How search is changing with the introduction of AI and the emergence of GEO
AI is now routinely used in the way people search and process information, with users relying on systems to interpret their intentions and provide direct responses, especially in the medical field. Discovery spans multiple environments, where conversational queries and answers are evaluated in context. This requires traditional SEO experts to evolve into generative optimization experts to understand how AI systems consume information and how brand influence plays within these new paradigms.
These changes impact how impact occurs and shape expectations prior to website engagement. Traditional metrics (rankings, impressions, clicks) can no longer fully account for a brand’s contribution to AI-mediated discovery and how visibility translates into impact. Generative optimization experts must distinguish between meaningful effects and effects that simply exist.
From SEO to GEO: The rise of the generative engine optimization expert
Organic strategies have evolved from traditional SEO to generative engine optimization (GEO). GEO expands the role of SEO with a focus on AI-powered search capabilities, large-scale language models (LLM), and the expression of brand information in advanced discovery environments. This applies optimization expertise to a measurement framework that is centered around outcomes and efficiency, not just visibility.
For generative optimization experts, the focus shifts from securing “10 blue links” to intelligently feeding AI. This includes optimizing content for AI-driven responses across platforms to ensure accuracy, reliability, and contextual relevance. Experts prioritize curation and connectivity of branded content, as AI answers often rely on content beyond general brand assets. anywhere. Their work includes LLM content strategy, knowledge graph optimization, semantic accuracy, and identifying information gaps in AI, becoming the architects of digital understanding for AI.
Block out noise and measure impact
The biggest question for marketers is: How will these changes affect brands? Generative optimization experts focus on outcome-driven signals to identify true impact signals. They understand that demand is changing, being filtered, or being captured more efficiently, rather than disappearing into AI.
- Organic traffic by intent: measure what’s important as your traffic changes AI-driven search has an uneven impact on organic traffic. Informational queries see the biggest drop in clicks, even when rankings are stable, because AI-powered responses directly answer the question. More intent, brand-driven queries remain resilient and deliver efficient engagement despite reduced top-of-funnel volume. Generative optimization experts analyze these patterns and focus on intent-based performance measurements such as click-through rate, click yield, and downstream conversion efficiency. They interpret these changes as indicators of AI’s direct response capabilities and its role in deeper exploration.
- Scale and quality of paid search AI can reduce the visibility of ads, especially in early searches. Strong quality signals about paid search performance are paramount for experts to demonstrate the effectiveness of residual clicks. Fewer clicks isn’t a bad thing if it results in better conversions and is cost-effective. This demonstrates precise AI-driven targeting.

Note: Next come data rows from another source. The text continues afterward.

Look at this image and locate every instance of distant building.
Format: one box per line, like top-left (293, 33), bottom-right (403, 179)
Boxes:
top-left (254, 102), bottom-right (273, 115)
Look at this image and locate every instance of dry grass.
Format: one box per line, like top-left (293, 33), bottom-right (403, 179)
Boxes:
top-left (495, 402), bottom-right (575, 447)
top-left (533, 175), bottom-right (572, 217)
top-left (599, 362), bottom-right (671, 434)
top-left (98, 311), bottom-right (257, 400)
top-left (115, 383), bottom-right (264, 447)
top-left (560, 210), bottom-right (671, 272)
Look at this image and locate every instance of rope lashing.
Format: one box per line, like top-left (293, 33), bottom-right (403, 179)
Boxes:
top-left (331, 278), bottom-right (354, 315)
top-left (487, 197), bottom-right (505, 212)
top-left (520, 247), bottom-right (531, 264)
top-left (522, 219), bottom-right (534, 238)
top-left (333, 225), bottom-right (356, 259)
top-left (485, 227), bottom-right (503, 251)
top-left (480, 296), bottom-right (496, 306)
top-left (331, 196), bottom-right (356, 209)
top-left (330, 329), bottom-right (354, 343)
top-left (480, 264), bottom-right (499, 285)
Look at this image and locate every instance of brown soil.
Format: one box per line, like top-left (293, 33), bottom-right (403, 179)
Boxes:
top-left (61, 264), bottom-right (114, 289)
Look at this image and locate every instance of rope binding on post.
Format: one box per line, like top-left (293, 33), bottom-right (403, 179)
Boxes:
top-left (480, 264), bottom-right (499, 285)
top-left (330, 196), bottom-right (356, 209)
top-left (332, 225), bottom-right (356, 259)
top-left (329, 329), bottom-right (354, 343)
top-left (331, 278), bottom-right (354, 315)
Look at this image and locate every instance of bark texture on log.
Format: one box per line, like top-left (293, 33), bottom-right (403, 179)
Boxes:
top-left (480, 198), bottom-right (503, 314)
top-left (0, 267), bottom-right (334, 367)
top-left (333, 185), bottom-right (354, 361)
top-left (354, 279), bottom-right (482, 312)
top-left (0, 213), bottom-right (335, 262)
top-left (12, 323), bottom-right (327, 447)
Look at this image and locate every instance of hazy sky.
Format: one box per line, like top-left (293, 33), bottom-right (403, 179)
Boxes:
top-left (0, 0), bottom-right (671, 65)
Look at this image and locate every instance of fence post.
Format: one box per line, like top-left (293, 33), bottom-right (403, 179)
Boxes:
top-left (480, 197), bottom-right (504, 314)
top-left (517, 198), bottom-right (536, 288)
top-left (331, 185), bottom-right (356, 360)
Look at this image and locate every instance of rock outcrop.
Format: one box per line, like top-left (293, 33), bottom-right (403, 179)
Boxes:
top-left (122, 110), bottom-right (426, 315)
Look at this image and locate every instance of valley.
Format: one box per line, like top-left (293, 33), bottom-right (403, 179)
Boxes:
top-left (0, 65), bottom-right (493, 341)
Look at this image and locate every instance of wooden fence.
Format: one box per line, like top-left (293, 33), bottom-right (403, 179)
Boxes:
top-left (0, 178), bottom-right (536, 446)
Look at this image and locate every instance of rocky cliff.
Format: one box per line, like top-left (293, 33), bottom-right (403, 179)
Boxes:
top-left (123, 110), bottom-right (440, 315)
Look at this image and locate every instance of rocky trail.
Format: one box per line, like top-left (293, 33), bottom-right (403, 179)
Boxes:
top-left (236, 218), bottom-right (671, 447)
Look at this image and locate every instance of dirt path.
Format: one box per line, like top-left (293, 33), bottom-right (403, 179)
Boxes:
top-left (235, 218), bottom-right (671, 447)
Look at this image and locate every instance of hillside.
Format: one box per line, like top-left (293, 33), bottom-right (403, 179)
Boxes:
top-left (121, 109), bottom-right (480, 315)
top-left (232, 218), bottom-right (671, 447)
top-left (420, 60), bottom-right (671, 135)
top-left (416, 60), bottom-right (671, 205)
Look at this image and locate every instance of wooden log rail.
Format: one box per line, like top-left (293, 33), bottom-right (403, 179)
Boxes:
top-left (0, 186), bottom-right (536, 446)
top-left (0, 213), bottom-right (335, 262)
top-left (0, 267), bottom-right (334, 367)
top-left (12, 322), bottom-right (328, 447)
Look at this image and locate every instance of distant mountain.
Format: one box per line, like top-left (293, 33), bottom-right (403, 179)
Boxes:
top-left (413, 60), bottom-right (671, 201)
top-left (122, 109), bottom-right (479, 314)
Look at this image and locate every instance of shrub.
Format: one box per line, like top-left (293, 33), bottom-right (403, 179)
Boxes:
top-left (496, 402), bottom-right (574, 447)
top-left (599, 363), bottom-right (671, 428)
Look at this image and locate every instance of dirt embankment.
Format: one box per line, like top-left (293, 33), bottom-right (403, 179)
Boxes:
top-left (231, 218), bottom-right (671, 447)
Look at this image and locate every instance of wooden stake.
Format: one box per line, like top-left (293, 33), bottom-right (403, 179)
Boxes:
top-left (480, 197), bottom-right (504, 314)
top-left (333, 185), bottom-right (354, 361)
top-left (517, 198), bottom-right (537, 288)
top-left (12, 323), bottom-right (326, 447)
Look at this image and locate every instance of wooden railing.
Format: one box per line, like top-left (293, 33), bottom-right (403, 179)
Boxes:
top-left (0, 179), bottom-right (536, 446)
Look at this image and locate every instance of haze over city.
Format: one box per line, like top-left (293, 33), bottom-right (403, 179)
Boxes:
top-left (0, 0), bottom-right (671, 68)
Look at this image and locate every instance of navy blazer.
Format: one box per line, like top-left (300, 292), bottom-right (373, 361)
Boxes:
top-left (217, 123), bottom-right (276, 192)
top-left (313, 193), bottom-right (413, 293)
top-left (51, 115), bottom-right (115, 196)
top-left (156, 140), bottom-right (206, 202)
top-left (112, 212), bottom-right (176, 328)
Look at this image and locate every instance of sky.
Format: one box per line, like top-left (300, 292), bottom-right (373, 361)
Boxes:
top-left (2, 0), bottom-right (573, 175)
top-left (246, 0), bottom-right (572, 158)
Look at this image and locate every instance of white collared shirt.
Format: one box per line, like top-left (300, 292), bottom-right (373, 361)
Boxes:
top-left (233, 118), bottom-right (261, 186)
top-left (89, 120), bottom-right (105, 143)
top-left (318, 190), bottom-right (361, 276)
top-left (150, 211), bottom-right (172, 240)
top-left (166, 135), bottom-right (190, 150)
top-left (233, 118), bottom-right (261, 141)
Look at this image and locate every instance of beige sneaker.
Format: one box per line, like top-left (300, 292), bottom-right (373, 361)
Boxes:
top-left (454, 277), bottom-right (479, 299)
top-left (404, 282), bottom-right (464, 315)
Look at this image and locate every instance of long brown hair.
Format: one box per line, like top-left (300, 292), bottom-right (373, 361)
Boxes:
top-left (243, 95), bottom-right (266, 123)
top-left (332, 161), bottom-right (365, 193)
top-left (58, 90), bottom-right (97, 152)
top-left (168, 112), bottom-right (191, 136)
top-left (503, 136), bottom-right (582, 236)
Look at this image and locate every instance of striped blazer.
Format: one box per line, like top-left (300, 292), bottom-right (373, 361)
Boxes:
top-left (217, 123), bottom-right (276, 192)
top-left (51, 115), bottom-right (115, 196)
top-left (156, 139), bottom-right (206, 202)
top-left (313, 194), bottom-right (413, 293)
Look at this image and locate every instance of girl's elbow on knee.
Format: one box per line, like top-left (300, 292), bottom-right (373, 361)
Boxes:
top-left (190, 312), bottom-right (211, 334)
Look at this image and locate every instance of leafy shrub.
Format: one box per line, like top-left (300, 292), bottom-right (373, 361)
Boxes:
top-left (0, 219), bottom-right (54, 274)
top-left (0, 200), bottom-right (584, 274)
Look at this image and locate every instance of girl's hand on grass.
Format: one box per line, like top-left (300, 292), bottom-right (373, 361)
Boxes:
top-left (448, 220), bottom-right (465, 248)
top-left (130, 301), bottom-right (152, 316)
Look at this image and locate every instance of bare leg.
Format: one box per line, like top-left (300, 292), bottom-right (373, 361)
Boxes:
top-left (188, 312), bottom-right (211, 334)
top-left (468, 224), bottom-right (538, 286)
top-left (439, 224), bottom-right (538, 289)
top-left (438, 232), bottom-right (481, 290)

- Increase in brand demand and decrease in non-brand demand AI tools often recommend brands without sending them directly to a website. The increase in branded search and direct traffic, combined with the decrease in non-branded information traffic, indicates that AI is acting as an awareness and consideration layer. Experts see this as a positive, demonstrating the impact of AI in building brand equity and trust. in front Direct site visit.
- Total search-driven conversions If overall qualified conversions from search are stable, then AI isn’t hurting your business, it’s changing the way your customers arrive. If qualified conversions decrease, an expert should diagnose because search is no longer the first touchpoint and brand enhancements may be needed to increase demand.
With these signals, generative optimization experts help leaders focus on results, not noise, and make decisions with confidence in AI-driven search environments.
Pharmaceutical companies prepare for the next wave of search advertising
Many marketers are keen to flag the emerging AI advertising landscape, but patience is required. Opportunities are emerging at Google, Microsoft, and across generative AI experiences, but pharmaceutical companies have yet to receive a formal invitation. When that door opens, brands will enter with confidence, guided by experts in proactive production optimization. Others will scramble.
Now is the time to prepare. Production optimization experts are very important. Teams should be aligned around clear business goals, such as promoting appropriate patient education, supporting provider engagement, and raising awareness. Emerging platforms rely on robust optimization signals. Without defined goals, performance stagnates. It is equally important to connect your goals directly to the platform. The algorithm is as strong as the data. If your conversion events, engagement signals, and value-based results are not carefully configured, your engine will operate blindly. Generative optimization experts ensure this infrastructure.
Finally, experts should use campaign performance data and search trends to create a continuous feedback loop. Search behavior changes rapidly, with longer conversational queries and more multimodal input. These changes provide valuable insight into patient/provider intent and guide keyword strategy and creative messaging. The engine adapts to new ad formats. Production optimization experts must test and iterate carefully. Adapting to the changing search and evolving advertising landscape ensures effective and relevant efforts. Platforms evolve rapidly. Preparation led by seasoned production optimization experts is the real differentiator.